Figures & data
Figure 1. Methylated DNA Immunoprecipitation (MeDIP) protocol. The black arrow indicates the introduction of exogenous controls described in this study.
Table 1. Primers sequences for Spike Positive and Negative Controls
Figure 2. Digestion patterns of positive and negative controls with the restriction enzymes AciI, MspI and HpaII on 2% Metaphor agarose gel. Lanes 1 and 5 = AciI digestions of positive and negative control, respectively; lane 2 and 6 = MspI digestions of positive and negative control; lanes 3 and 7 = HpaII digestions of positive and negative control; lanes 4 and 8 = undigested positive and negative control; lane 9 = 100 bp DNA Ladder. Image in the bottom row shows virtual gel with the corresponding digestions patterns.
Figure 3. Panel A and C: descriptive statistics and regression analysis for fold enrichments positive control/negative control pre-WGA and post-WGA. Box plots in Panel A show the percentiles and the median of column data. Box outlines define the 25th and 75th percentiles, with a line at the median and whiskers indicate the 10th and 90th percentiles. Panel C shows linear regression for pairs of pre-WGA and post-WGA enrichments. n = 33. Panel B: WGA amplification bias. Black bars represent the amplification rate post-WGA/pre-WGA of different length Lambda DNA fragments spiked in mouse genomic DNA. Error bars show SEM, n = 3.
Figure 4. Gene specific enrichments after MeDIP followed by WGA in MRC5 fibroblast DNA and in various mouse tissues. (A) Enrichment of the MRC5 internal genes H19 (black bar) and HIST1H2BA (gray bar), both normalized to GAPDH. (B) positive/negative control Enrichment Post-WGA. Error bars show standard error of the means, n = 3 technical replicates. Gene specific enrichments for H19 (C) and Hist1h2ba (D) in mice tissues normalized to either Actb (black bars) or Gapdh (gray bars). Data are mean ± SD; n, 3 biological replicates; AL, ad libitum fed; DR, dietary restricted.
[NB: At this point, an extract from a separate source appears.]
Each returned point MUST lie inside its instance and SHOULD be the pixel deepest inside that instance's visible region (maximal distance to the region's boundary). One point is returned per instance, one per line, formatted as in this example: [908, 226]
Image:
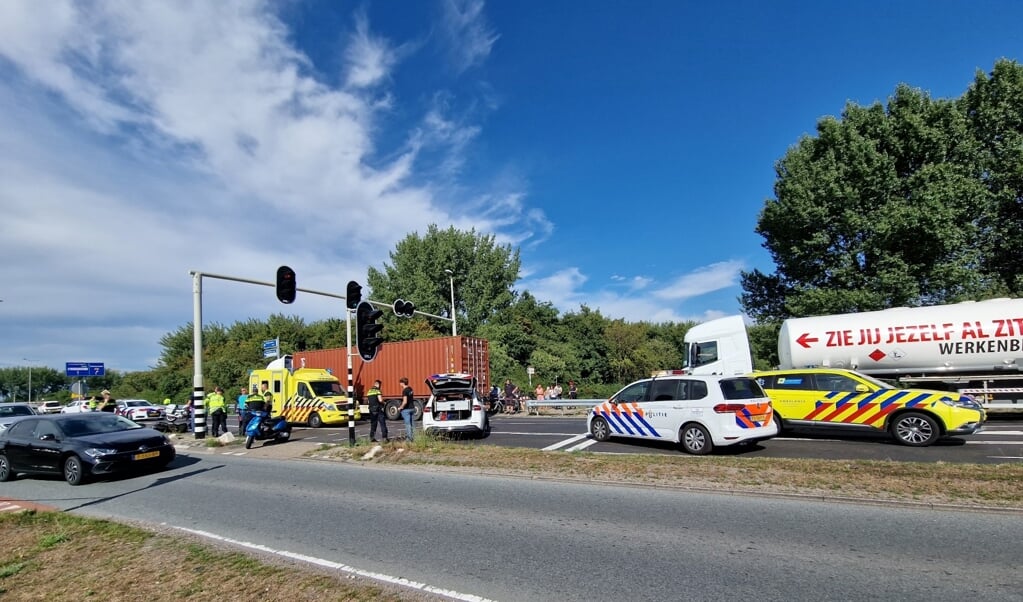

Figure 5. Panels A and B: normalization of endogenous gene enrichment by the negative control reduced experimental variability. A) Average fold enrichments for Hist1h2ba normalized with the endogenous region Actb (left column) or with the spiked negative control (right column) in old mice heart DNA. Data are mean ± SD, n = 3 biological replicates. Means are not significantly different (p = 0.41, Student’s t-test). B) Black bars show Coefficients of Variation (CV) related to estimates in panel A. Panels C and D: normalization of endogenous gene enrichment by the negative control reduced the impact of tissue-specific methylation of the normalizer gene. Panel C shows the comparison between gene specific enrichments for Hist1h2ba calculated with the endogenous normalizer Actb and with the negative control for young colon samples (white bars) and young heart samples (dashed bars). Panel D shows positive control/negative control enrichment post-WGA. Data are mean ± SD, n = 3 biological replicates. * p = 0.04, Student’s t-test. Panels E, F and G: validation of Panel C results by BM sequencing. Panel E shows direct BM sequencing of murine Hist1h2ba; data are mean ± SD, n = 3 biological replicates. Panel F and G show aggregate representation of methylation data obtained by Bisulfite Modified (BM) cloning and sequencing for one colon and one heart sample, respectively. The bars indicate the percentage of clones that showed unmethylated (blue) or methylated (yellow) cytosines at the CpG sites analyzed (adapted from BiQ Analyzer v2.00).
Figure 6. Methylation quantification by direct bisulfite modified DNA sequencing of human MRC5 H19, HIST1H2BA and GAPDH regions (see Table S3 for primers and BM DNA sequences). Panels A, C and E Y axes present data measured for 3 independent technical replicates. Panels B and D present average methylation ± SD across the CpG sites analyzed.
Figure 7. Methylation quantification by direct bisulfite modified DNA sequencing of H19, Hist1h2ba, Actb and Gapdh regions of murine Young (black bars) and Old (gray bars) colon samples (Panels A to D, see Table S3 for primers and BM DNA sequences). Error bars present SD calculated on each single CpGs measurements of 3 biological replicates. Panel E shows minimum (white bars) and maximum (dashed bars) percentage CV determined on all the investigated CpGs measurements.